If you had alcohol in your system and had such a severe low glucose that caused you to go unconscious, a glucagon shot may not work. This is because glucagon works by telling your liver to release more glucose into your bloodstream, but alcohol blocks that process. So in this situation, you would need to have glucose injected directly into your bloodstream (by a healthcare professional)-not glucagon.
Alcohol can worsen neuropathy (nerve damage), because it is toxic to nerves, which can increase the pain, burning, tingling, numbness, and other symptoms found in nerve damage
Heavy drinking can aggravate eye problems as well as high blood pressure
Alcohol can affect your judgment making it more difficult to recognize the warning signs of hypoglycemia and to respond appropriately
General Guidelines for Alcohol

For weight control purposes, it would be wiser to consider alcohol as a fat, which means you need to have it in moderation
One drink is defined as: 5 ounces of wine, 12 ounces of beer or 1.5 ounces of spirits.
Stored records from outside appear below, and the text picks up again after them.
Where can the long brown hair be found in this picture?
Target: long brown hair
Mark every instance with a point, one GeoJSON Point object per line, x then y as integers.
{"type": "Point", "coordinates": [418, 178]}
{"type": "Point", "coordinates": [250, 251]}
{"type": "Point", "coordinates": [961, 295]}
The American Diabetes Association recommends: for women, no more than one alcoholic drink (or less) a day, and for men, two or fewer drinks per day.
Never take extra insulin or oral agents with alcohol, as this could result in hypoglycemia. Likewise, never omit food from your meal plan when you have alcohol
Never drink on an empty stomach
Be sure to check your blood glucose frequently after consuming alcohol
Wear your diabetes medical I.D.
Talk to your doctor or diabetes educator to learn if alcohol is safe for you, as well as the best way to incorporate alcohol into your meal plan
Conclusion:

This doesn’t mean you can’t drink alcohol just because you have diabetes. It just means you need to take the above information into consideration, and realize that alcohol should be considered a “treat” and not a substitute for other food.

Another point of view:
Consumption of ethanol by diabetics can elevate, or lower, blood sugar levels, depending on whether the individual has recently eaten, or has been
fasting, and whether the individual chronically consumes alcohol, or not. Chronic consumption of alcohol by well-nourished diabetics is associated with hyperglycemia (increased blood sugar).
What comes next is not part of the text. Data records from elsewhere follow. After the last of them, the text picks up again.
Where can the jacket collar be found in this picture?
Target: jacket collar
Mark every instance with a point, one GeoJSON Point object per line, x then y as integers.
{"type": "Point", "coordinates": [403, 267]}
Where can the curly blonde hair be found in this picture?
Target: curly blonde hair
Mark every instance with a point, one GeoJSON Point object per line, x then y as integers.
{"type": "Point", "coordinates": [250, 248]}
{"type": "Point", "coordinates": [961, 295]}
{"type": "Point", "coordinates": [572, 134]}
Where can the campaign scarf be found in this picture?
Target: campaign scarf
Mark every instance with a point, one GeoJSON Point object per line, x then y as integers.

There are some suggestions that this may be the result of reduced insulin responsiveness. Acute (single exposure) consumption of moderate amounts of alcohol by a well-nourished
diabetic (either type 1 or 2), who does not chronically consume alcohol, generally, does not lead to significant changes in blood sugar levels. Alcohol consumption by people who are in the fasting state (i.e., they have not
recently eaten) produces hypoglycemia (reduced blood sugar levels). This effect occurs in both type 1 and type 2 diabetics, as well as in non-diabetics.